BMW’s first-ever front-driver, the 2-series Active Tourer has arrived onto British roads, signalling our first opportunity to sample the new premium hatchback in three-cylinder petrol and right-hand drive form.
The 218i represents the bottom rung of the Active Tourer model ladder for now, with prices on entry-trim SE-spec cars starting from just a smidge over £22k. And in most important ways, it’s a much smarter buy than the diesel-fuelled 218d that company drivers might instinctively gravitate towards.
What's it like?
Emitting just 115g/km of CO2, the 218i attracts company car tax at a lower rate than the 218d anyway – but even if it didn’t, it’d be worth paying a premium for the petrol version’s balance of performance flexibility, refinement and economy.

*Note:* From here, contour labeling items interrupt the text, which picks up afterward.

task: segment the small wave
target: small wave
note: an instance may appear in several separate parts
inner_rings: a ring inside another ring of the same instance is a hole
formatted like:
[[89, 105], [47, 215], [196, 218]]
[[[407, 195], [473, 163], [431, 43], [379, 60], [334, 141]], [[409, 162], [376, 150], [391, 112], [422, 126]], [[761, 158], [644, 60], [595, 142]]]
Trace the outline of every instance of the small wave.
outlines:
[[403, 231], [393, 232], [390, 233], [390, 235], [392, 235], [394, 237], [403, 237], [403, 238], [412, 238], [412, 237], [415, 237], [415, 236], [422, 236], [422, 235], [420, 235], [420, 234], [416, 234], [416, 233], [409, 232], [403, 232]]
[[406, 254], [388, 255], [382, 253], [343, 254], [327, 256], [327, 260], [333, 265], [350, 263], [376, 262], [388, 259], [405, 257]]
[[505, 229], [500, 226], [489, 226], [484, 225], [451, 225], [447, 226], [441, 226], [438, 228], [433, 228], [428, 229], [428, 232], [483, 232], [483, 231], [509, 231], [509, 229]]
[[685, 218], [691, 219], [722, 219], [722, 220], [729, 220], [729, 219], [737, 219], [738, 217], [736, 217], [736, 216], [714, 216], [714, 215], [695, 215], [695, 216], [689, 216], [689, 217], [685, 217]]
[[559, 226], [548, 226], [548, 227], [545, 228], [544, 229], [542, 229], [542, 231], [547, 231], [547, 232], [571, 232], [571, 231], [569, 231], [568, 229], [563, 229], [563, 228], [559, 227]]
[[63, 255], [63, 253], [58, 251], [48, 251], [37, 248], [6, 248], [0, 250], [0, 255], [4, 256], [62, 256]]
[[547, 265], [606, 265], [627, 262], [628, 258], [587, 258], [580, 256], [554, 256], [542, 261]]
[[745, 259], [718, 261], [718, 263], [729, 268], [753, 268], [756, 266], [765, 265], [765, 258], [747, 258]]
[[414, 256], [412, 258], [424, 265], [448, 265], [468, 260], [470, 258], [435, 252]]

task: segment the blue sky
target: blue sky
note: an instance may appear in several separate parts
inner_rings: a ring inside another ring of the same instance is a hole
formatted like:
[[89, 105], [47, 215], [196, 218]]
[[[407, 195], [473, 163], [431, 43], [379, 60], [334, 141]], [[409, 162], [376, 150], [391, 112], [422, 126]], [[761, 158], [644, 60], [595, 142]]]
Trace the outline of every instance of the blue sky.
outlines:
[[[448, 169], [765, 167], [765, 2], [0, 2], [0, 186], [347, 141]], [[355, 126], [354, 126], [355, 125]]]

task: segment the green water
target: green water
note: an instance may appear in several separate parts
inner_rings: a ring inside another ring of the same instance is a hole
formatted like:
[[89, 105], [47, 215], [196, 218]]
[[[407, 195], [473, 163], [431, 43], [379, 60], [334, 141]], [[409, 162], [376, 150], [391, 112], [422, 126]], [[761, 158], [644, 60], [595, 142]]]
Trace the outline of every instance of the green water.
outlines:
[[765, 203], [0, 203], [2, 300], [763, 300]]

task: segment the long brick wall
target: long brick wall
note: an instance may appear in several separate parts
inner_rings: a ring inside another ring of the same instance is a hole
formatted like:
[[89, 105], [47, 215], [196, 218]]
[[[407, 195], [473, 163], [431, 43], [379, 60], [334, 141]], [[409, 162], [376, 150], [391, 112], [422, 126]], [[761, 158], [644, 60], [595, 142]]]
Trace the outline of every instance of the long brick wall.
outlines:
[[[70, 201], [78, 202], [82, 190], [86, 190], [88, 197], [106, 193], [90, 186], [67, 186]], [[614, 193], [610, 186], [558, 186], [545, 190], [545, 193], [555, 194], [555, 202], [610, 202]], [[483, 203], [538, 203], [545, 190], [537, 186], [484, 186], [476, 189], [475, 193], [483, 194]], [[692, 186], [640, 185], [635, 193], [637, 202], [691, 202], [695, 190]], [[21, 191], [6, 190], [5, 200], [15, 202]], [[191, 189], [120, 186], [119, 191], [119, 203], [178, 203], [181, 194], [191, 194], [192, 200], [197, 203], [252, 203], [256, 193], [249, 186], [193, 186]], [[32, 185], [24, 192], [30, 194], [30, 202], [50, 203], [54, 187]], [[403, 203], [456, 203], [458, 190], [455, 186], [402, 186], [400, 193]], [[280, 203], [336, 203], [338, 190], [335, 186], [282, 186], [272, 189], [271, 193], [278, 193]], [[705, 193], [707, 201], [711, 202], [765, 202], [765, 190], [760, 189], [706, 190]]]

Earlier tests in the 218d picked it up for disappointing mechanical refinement in particular, but the 218i is quiet at idle and at cruising crankspeeds, sending the gentlest of three-cylinder shimmies into the cabin and through the gearlever under load.
Low-end torque is balanced against higher-range power in a perfectly linear compromise, with the engine producing enough acceleration between 3000- and 5000rpm to feel quietly athletic.
The petrol version doesn’t suffer the same notchiness of shift quality of the standard six-speed manual gearbox that we found in the diesel, either. This is still a BMW, mind - and BMWs tend to have springy, mechanical levers by preference.
Real-world economy should be expected to be around 45mpg, with the diesel capable of just over 50-to-the-gallon in identical circumstances.
Ride and handling is certainly good enough that Munich needn’t worry about denting its dynamic reputation with its first foray into what it would once have dismissed as ‘non-standard’ drive – but it’s not without flaws.
Even with ‘Comfort’ mode selected on the Drive Performance Control and electronic damper control optioned, our test car rode quietly but firmly, and jostled cabin occupants over poorer surfaces. You wouldn’t call the result luxurious - though it’s preferable to the more crashy, abrupt ride of a Mercedes B-class.